The country continues to suffer from interethnic violence. Last Thursday, French forces killed at least five people in clashes with both Muslim and Christian forces in Bambari, northeast of CAR’s capital. In the southern city of Ngaboko, attacks and reprisal attacks by the mostly Muslim Seleka rebel coalition and majority Christian anti-balaka rebel coalitionleft over 20 dead in late September, including the city’s mayor. The recent decision of several high-level rebel leaders of the Seleka group to quit has caused further concern. The rebel leaders stated that they disagreed with the group’s secessionist plans for its northern enclave and opposed the group’s purported plans to march on the capital of Bengui despite the presence of UN and French peacekeepers. Central African Republic interim president Samba Panza recently asked the UN to consider tweaking an arms embargo in order to allow the government’s troops to be properly equipped in order to work alongside UN forces in the country.

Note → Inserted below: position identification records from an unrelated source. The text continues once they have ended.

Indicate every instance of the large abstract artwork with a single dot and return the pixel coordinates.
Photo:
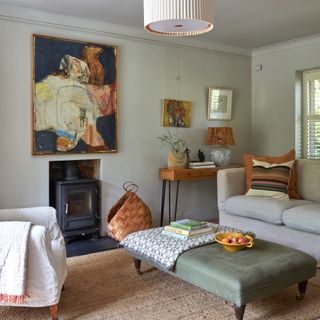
(74, 97)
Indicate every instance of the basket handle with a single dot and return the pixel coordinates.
(130, 186)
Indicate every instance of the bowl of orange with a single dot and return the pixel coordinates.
(234, 241)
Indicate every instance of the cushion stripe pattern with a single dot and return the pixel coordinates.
(270, 180)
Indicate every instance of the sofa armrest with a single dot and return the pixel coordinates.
(44, 216)
(230, 182)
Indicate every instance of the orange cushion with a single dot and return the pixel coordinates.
(291, 155)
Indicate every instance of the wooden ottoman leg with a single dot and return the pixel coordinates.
(137, 264)
(302, 289)
(239, 311)
(54, 312)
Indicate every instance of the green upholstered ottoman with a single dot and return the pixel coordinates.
(246, 275)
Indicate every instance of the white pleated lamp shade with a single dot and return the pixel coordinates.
(178, 17)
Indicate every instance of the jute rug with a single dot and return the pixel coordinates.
(105, 286)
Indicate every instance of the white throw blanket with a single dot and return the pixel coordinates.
(14, 236)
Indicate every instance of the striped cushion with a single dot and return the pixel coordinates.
(270, 180)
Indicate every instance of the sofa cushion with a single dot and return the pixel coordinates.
(293, 194)
(261, 208)
(308, 182)
(270, 179)
(304, 218)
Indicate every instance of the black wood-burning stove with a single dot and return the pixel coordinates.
(77, 202)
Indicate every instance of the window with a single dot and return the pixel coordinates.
(311, 114)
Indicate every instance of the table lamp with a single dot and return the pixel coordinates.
(220, 137)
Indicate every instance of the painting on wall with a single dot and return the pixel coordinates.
(176, 113)
(219, 104)
(74, 96)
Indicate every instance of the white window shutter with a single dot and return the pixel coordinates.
(311, 114)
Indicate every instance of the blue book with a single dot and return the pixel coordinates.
(188, 224)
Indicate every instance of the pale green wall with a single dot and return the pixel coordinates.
(147, 73)
(273, 92)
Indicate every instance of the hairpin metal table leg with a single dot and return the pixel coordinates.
(169, 202)
(176, 204)
(163, 200)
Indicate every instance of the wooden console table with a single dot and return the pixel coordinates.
(178, 174)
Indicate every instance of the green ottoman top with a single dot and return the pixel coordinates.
(246, 275)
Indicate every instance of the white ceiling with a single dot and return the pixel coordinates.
(242, 23)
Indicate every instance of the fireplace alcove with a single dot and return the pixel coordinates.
(75, 193)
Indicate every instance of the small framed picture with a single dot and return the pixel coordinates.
(219, 104)
(176, 113)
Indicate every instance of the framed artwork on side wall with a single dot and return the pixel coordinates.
(74, 96)
(176, 113)
(219, 104)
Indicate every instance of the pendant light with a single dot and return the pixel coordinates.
(178, 17)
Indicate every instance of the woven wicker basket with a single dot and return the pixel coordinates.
(128, 214)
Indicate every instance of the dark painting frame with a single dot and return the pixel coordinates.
(74, 96)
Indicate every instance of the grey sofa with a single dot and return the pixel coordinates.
(293, 223)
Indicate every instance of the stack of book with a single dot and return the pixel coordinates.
(203, 164)
(187, 228)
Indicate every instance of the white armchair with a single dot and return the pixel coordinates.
(46, 256)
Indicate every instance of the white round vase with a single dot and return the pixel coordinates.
(221, 155)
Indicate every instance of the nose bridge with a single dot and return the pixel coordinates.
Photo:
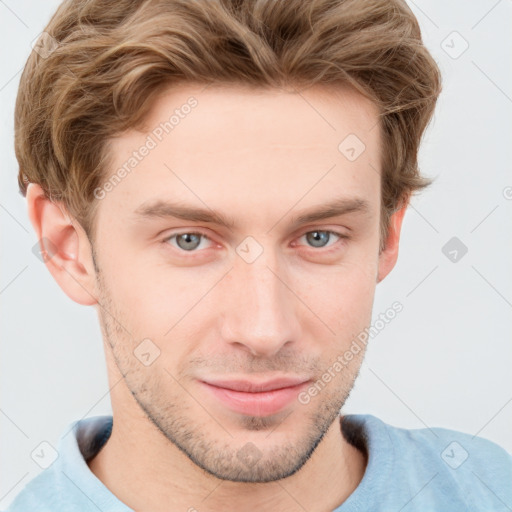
(260, 314)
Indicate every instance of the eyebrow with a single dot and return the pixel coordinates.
(166, 209)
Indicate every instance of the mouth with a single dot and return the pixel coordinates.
(254, 398)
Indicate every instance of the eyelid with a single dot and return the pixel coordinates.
(340, 234)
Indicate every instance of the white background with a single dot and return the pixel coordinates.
(446, 358)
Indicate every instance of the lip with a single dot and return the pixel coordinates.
(256, 398)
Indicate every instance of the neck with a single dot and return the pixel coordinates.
(155, 475)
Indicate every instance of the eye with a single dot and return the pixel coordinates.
(187, 241)
(320, 238)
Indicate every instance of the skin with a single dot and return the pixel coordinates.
(262, 157)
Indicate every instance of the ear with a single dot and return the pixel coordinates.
(64, 246)
(389, 255)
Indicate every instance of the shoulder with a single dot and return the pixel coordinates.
(41, 494)
(442, 463)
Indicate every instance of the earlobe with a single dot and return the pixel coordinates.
(64, 247)
(389, 255)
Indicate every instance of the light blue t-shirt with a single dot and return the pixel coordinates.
(423, 470)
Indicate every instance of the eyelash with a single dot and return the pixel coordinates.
(326, 250)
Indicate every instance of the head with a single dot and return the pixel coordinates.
(243, 118)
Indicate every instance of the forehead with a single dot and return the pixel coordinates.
(242, 147)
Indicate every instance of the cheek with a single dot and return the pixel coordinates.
(341, 295)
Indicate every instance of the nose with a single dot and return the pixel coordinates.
(260, 313)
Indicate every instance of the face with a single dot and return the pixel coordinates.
(252, 290)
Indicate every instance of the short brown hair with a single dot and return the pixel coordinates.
(101, 63)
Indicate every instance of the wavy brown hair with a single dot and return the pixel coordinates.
(101, 63)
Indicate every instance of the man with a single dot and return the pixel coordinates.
(225, 182)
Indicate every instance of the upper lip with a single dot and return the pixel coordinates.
(257, 386)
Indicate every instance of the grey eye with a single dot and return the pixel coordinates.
(188, 241)
(318, 238)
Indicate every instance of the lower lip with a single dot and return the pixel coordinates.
(263, 403)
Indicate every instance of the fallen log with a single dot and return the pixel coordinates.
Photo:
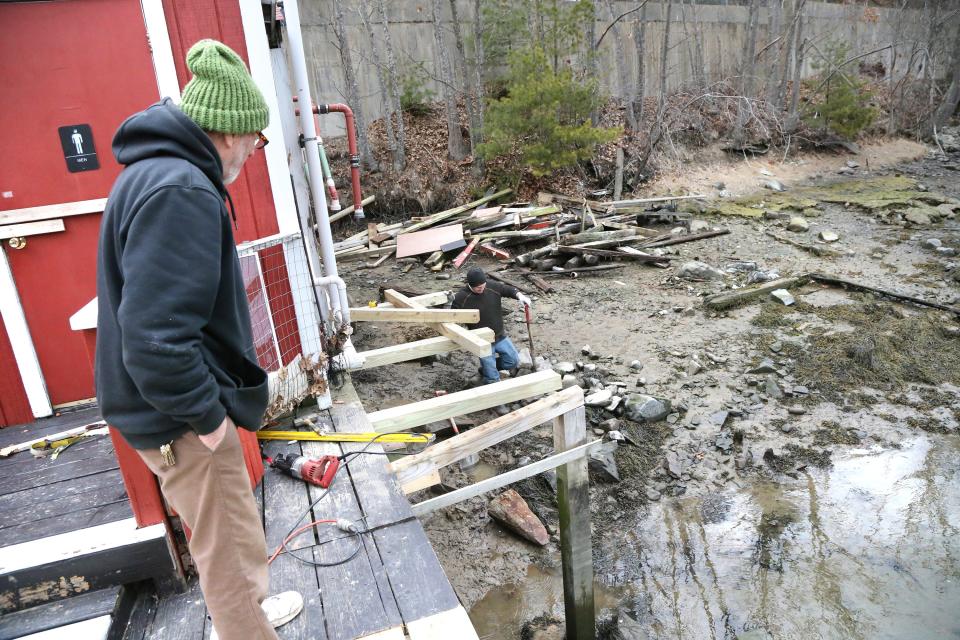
(815, 249)
(574, 273)
(731, 299)
(682, 239)
(604, 253)
(847, 284)
(510, 281)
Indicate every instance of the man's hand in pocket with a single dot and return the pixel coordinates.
(213, 439)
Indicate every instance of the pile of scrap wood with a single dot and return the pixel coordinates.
(581, 236)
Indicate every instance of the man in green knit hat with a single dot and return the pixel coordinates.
(176, 368)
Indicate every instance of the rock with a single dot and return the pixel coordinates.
(759, 277)
(699, 226)
(602, 463)
(783, 296)
(699, 271)
(541, 364)
(564, 368)
(512, 511)
(611, 424)
(724, 441)
(643, 408)
(766, 366)
(673, 464)
(917, 217)
(719, 418)
(598, 398)
(772, 388)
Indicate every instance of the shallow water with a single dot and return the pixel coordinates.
(867, 549)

Meanwhile, the country’s continued insecurity combined with the rainy season has caused the United Nations World Food Programme (WFP) to face a double challenge for the organization in carrying out aid distribution. In a more positive development, the International Criminal Court (ICC) recently announced that it is opening an investigation into a “nearly endless” list of atrocities in the Central African Republic. The announcement comes following calls for the ICC to send investigators to the country.
Emerging Conflicts: Yemen
Yemen is in an uneasy peace after Houthi rebels took most of the capitol. Located on the southern end of the Arabian Peninsula, the country of 23 million saw Houthi forces take the capitol of Sana’a on 21 September. The Houthi forces had moved through the country from their base in the northwest of the country over the course of about a month before taking most of Sana’a, including many important government buildings, with little opposition. The same day, Prime Minister Mohammed Basindwa resigned and a peace deal was signed in which the rebels agreed to leave the capitol after a new Prime Minister was named. The peace deal also lessened power for President Abd-Rabbu Mansour Hadi and gave an increased role in the government to the Houthis. Whether the Houthis will eventually leave the capitol is unclear, as they continue to station a number of troops in the city and have made orders regarding state spending. At least 200 people have died so far, although it seems that violence has slowed.

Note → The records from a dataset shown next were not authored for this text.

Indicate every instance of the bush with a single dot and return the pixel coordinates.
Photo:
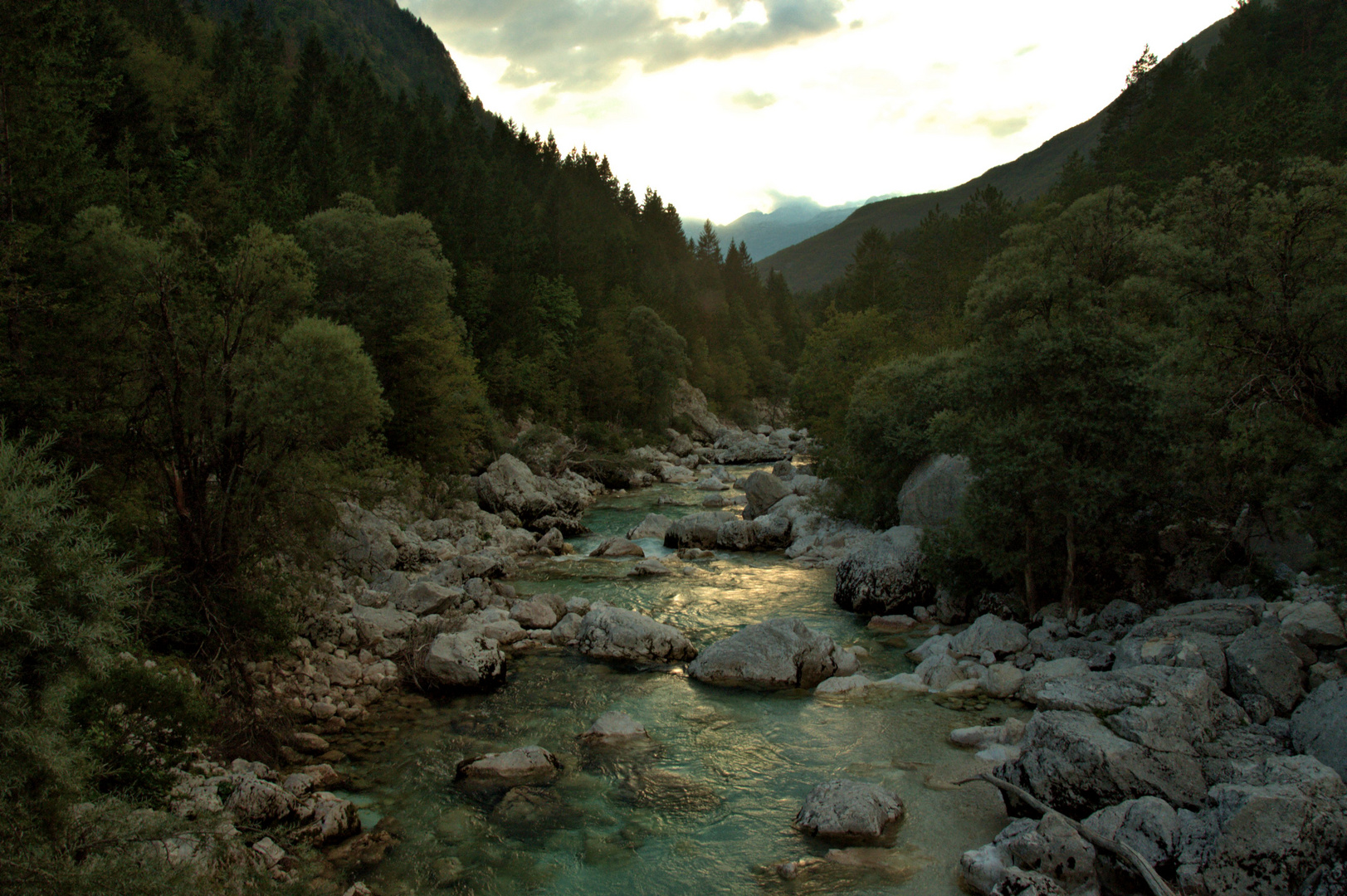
(138, 723)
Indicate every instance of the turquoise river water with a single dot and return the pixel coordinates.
(707, 807)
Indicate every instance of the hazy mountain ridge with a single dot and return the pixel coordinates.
(793, 220)
(825, 256)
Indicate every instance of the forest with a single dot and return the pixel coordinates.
(1148, 368)
(255, 258)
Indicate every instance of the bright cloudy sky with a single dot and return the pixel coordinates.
(722, 105)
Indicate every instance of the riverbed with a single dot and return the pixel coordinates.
(707, 806)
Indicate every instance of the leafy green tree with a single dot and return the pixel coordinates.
(1257, 278)
(1059, 418)
(659, 360)
(388, 279)
(1059, 423)
(836, 356)
(888, 431)
(246, 410)
(62, 596)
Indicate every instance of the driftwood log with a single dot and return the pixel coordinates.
(1157, 885)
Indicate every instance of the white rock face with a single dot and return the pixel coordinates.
(465, 659)
(850, 813)
(614, 634)
(510, 485)
(776, 654)
(1046, 671)
(990, 634)
(1315, 624)
(534, 613)
(617, 548)
(934, 492)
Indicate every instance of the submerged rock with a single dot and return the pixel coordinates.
(614, 634)
(464, 659)
(653, 526)
(776, 654)
(696, 530)
(616, 548)
(614, 728)
(523, 766)
(850, 811)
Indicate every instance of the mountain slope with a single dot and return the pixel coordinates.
(403, 51)
(823, 258)
(793, 220)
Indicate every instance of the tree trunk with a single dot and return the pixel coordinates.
(1068, 587)
(1031, 587)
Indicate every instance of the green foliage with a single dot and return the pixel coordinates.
(836, 356)
(659, 360)
(138, 723)
(214, 376)
(888, 431)
(388, 278)
(62, 596)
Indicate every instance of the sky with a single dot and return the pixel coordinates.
(728, 107)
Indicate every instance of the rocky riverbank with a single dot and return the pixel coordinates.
(1208, 736)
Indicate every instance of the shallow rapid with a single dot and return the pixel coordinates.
(707, 809)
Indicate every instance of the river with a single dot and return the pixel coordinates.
(709, 806)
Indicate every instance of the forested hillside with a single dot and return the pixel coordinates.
(256, 259)
(1148, 367)
(402, 50)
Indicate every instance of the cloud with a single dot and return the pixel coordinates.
(754, 100)
(1003, 127)
(581, 46)
(998, 124)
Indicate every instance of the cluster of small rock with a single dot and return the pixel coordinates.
(1187, 736)
(256, 814)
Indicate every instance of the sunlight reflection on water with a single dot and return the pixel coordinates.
(711, 801)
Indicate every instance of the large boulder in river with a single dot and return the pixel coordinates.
(614, 728)
(934, 492)
(696, 530)
(1319, 725)
(617, 548)
(772, 655)
(763, 490)
(653, 526)
(616, 634)
(523, 766)
(847, 811)
(690, 402)
(884, 577)
(1072, 762)
(464, 659)
(510, 485)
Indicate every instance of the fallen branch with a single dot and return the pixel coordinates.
(1157, 885)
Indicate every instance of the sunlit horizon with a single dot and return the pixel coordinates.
(832, 100)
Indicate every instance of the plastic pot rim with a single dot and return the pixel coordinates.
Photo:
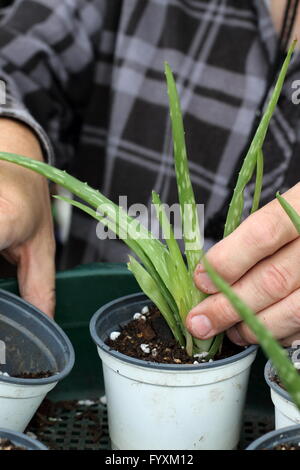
(50, 324)
(20, 439)
(149, 364)
(273, 434)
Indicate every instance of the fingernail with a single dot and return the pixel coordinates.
(204, 281)
(200, 326)
(235, 337)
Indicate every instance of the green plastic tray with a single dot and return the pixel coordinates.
(82, 291)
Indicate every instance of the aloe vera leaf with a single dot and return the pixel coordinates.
(132, 244)
(184, 286)
(180, 273)
(215, 347)
(153, 247)
(190, 222)
(293, 215)
(259, 180)
(237, 202)
(284, 367)
(151, 289)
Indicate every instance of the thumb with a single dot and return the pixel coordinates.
(36, 276)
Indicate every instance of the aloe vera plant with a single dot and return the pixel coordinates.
(289, 376)
(162, 273)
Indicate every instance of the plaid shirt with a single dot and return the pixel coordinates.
(87, 76)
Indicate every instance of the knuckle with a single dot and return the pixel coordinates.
(223, 311)
(221, 260)
(247, 334)
(293, 307)
(275, 281)
(263, 232)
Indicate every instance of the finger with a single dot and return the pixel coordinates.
(294, 341)
(259, 236)
(267, 283)
(36, 275)
(282, 319)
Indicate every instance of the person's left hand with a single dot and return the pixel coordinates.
(261, 260)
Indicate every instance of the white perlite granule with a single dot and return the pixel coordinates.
(114, 335)
(5, 374)
(145, 348)
(86, 402)
(201, 355)
(139, 316)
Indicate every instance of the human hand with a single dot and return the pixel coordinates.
(261, 260)
(26, 231)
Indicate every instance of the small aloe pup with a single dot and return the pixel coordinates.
(162, 273)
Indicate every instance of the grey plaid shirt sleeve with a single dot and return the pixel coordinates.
(44, 47)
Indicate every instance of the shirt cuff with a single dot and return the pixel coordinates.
(13, 108)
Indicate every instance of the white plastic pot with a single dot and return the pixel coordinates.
(165, 406)
(33, 343)
(286, 413)
(288, 435)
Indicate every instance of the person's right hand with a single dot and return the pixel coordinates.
(26, 229)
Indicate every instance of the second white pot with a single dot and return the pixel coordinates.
(286, 413)
(163, 406)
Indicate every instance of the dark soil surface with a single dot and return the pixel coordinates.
(158, 344)
(34, 375)
(5, 444)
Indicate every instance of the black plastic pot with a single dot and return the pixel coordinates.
(21, 440)
(289, 435)
(32, 343)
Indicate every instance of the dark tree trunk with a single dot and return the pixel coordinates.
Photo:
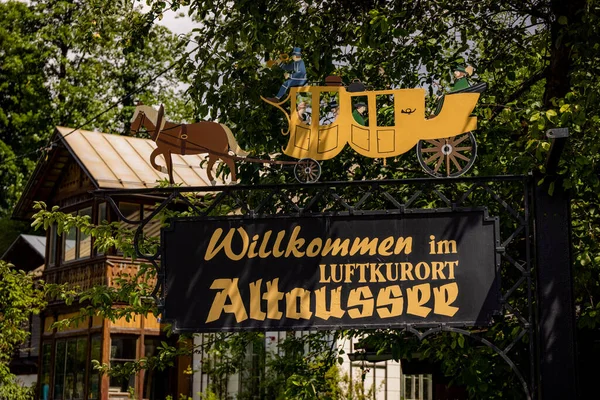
(558, 79)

Religion plays a role in the conflict, as the Houthis are part of the Zaydi branch of Shi’ite Islam and the ruling government is primarily Sunni. However, the Houthis also represent many popular grievances with the government and have allied with Sunni groups and participated in many nonviolent actions in opposition to the government. After large scale protests against President Ali Abdullah Saleh in 2011, current President Hadi stepped in, and many of the protesters’ grievances were never addressed. Widespread corruption and the poor economy have been major focuses of the Houthi’s movement. Still, many Sunni groups do not trust the Houthis as they have at times been very aggressive towards their enemies.
The conflict has significant geopolitical implications. While the Houthis deny they are backed by Iran, they certainly have close ties, and opponents of Iran are worried of growing Iranian influence. Saudi Arabia and the Gulf Cooperation Council have both expressed concern over the Houthi uprising. The US has made clear its “strong support” for Yemen’s ruling government, although its main concern is Al-Qaeda in the Arabian Peninsula (AQAP). The US has launched a number of drone strikes against AQAP targets in Yemen and in September President Obama called Yemen one of his models for counterterrorism. AQAP opposes Yemen’s ruling government, but it opposes the Houthis even more strongly.